楽天㈱が運営する国内最大の宿舎予約サイト、「楽天トラベル」の都道府県別春旅行人気エリアランキングで、和歌山県が石川県に次いで2位となった。昨年9月から12月までの期間に県がJRグループとデスティネーションキャンペーンを展開したことのほか、高野山開創1200年大法会やアドベンチャーワールドでの双子のパンダ誕生が重なったことが人気アップの要因だという。

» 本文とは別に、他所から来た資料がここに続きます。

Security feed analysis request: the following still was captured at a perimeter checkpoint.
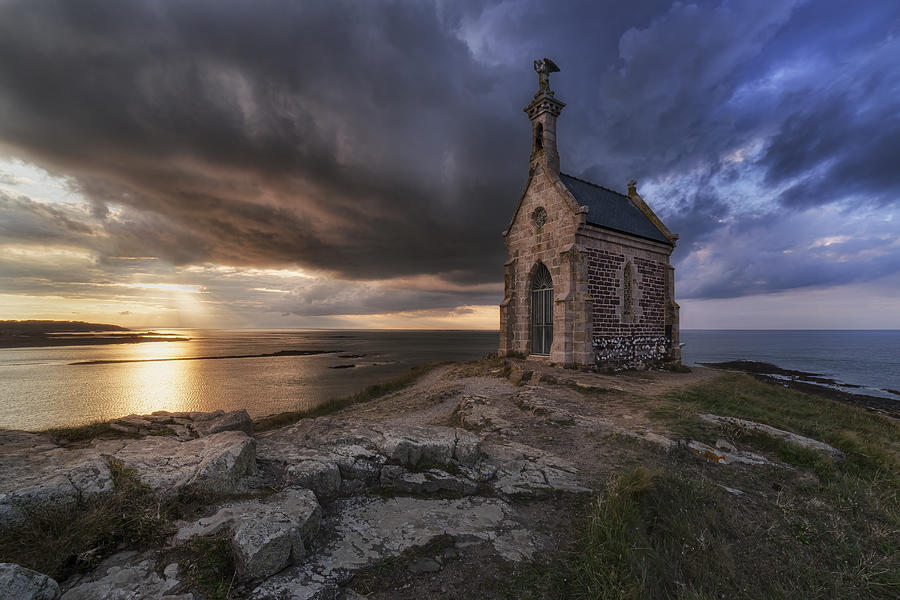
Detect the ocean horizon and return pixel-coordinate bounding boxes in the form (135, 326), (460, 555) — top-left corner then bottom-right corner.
(0, 328), (900, 430)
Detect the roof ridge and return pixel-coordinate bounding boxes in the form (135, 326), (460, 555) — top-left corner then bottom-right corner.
(560, 172), (631, 200)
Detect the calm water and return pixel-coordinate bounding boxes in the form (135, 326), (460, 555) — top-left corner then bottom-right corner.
(0, 330), (900, 429)
(0, 330), (499, 429)
(681, 330), (900, 400)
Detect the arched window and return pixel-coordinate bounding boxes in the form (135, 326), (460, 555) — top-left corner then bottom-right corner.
(622, 263), (634, 322)
(531, 264), (553, 354)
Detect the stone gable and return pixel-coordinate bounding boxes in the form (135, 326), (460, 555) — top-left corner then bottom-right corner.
(500, 62), (680, 368)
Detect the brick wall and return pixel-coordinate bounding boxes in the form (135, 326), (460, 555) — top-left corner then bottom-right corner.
(586, 243), (668, 367)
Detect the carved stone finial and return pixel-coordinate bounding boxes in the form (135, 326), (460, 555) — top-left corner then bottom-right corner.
(628, 179), (637, 196)
(534, 58), (559, 96)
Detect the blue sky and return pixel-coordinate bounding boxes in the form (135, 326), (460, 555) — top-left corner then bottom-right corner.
(0, 0), (900, 328)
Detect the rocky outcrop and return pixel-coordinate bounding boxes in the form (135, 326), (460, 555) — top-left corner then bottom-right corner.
(700, 413), (844, 460)
(0, 431), (256, 526)
(175, 488), (322, 580)
(62, 552), (194, 600)
(110, 431), (256, 496)
(250, 497), (541, 600)
(110, 410), (253, 440)
(0, 430), (121, 526)
(0, 563), (59, 600)
(258, 419), (587, 502)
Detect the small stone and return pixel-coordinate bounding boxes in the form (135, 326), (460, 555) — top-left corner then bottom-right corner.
(409, 558), (441, 575)
(0, 563), (59, 600)
(716, 438), (738, 452)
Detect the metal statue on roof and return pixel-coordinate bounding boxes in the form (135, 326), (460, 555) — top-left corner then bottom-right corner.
(534, 58), (559, 95)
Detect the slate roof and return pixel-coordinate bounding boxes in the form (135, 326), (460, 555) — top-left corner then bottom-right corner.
(559, 173), (672, 245)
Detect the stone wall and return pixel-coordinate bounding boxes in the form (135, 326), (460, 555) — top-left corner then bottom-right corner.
(500, 166), (593, 364)
(580, 232), (671, 368)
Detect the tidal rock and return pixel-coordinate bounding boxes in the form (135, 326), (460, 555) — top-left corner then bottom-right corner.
(112, 431), (256, 495)
(175, 488), (322, 580)
(0, 563), (59, 600)
(62, 552), (194, 600)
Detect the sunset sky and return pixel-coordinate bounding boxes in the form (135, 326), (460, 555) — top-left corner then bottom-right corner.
(0, 0), (900, 329)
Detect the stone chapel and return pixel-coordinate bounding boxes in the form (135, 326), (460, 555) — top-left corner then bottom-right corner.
(499, 58), (681, 368)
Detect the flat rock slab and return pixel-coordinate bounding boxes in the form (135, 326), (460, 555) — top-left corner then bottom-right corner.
(483, 442), (591, 498)
(110, 409), (253, 439)
(251, 497), (540, 600)
(257, 418), (590, 502)
(111, 431), (256, 495)
(700, 413), (844, 460)
(175, 488), (322, 580)
(0, 430), (122, 525)
(62, 552), (194, 600)
(686, 440), (782, 466)
(0, 563), (60, 600)
(0, 430), (256, 525)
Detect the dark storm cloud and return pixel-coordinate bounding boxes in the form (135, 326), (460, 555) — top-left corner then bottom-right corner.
(0, 0), (900, 315)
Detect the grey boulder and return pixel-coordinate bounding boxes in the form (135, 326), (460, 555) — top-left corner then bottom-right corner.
(0, 563), (59, 600)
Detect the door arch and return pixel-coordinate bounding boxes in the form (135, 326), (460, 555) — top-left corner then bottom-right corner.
(531, 263), (553, 355)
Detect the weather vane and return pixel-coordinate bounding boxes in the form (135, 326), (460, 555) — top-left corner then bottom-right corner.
(534, 58), (559, 95)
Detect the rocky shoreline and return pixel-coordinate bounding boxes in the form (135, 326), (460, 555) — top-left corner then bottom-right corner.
(702, 360), (900, 419)
(0, 361), (884, 600)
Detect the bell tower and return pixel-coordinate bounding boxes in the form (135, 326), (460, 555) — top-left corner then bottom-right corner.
(523, 58), (566, 177)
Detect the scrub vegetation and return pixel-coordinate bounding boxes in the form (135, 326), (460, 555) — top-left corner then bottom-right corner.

 市町村によっては「うちの地域には観光客を呼び込むだけの資源がない」と嘆く声もあるかもしれない。しかし、観光資源はアイデア1つで創出できる場合がある。紀の川市の貴志川線貴志駅で駅長を務めているネコの「たま」がその例だ。8年前、駅の売店、小山商店の飼っている三毛猫を正式に駅長に任命したことが人気となり、最近では国内外から観光客が訪れている。「たま駅長」の業務は客招きで、地域の観光振興にも一役買っているようだ。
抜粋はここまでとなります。